夜の店の閉店後に飲む酒は今となっては全く飲まず、だから身体の調子は前に比べると断然いい。
どれだけ酒が身体に負担をもたらしているのか凄く納得させられる。
シャワーを浴び髪を乾かして、そのまま作業着に着替える。
そしてリビングに入った時、珍しくこんな朝早くソファーに寝転んでいる美咲に視線が向いた。

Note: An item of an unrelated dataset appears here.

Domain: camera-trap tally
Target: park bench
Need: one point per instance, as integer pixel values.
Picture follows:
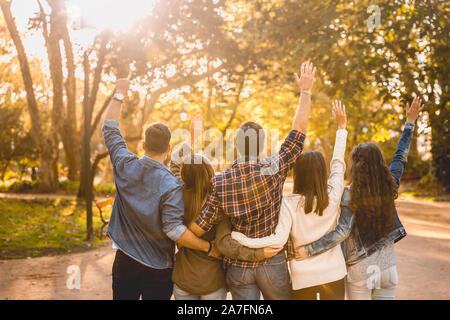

夜中あった教科書は全て片付けられ、ソファーに身を縮める美咲に声を掛けた。
「…学校は?行かねぇの?」
「…うん。まだ行きたくない」
「そっか…」
沈んだ声でそう言われたら、そう返すしかなく、ただ美咲に何を言えばいいのか分かんなかった。
「何時に帰る?」
今まで聞かれた事がない言葉に俺は不思議そうに美咲を見つめた。
「あー…昼過ぎには帰れると思うけど、どした?」
「うん。ちょっと出かけようと思う。気晴らしに…」
「そっか。一人で行けるか?」
「行けるよ。そこまで子供じゃないもん」
美咲はそう言って身体を起し、俺を見て笑みを漏らす。
その久し振りに見る笑みに俺も口角を上げた。
「ま、何かあったら言えよ。電話してこい」
「うん…」
美咲の事だからきっと電話はしてこないだろうと思った。
いつも自分で何もかも解決して、人を頼ろうとはしない美咲の事だから、俺に電話などしてこないだろうと思いながら俺は朝の仕事に向かった。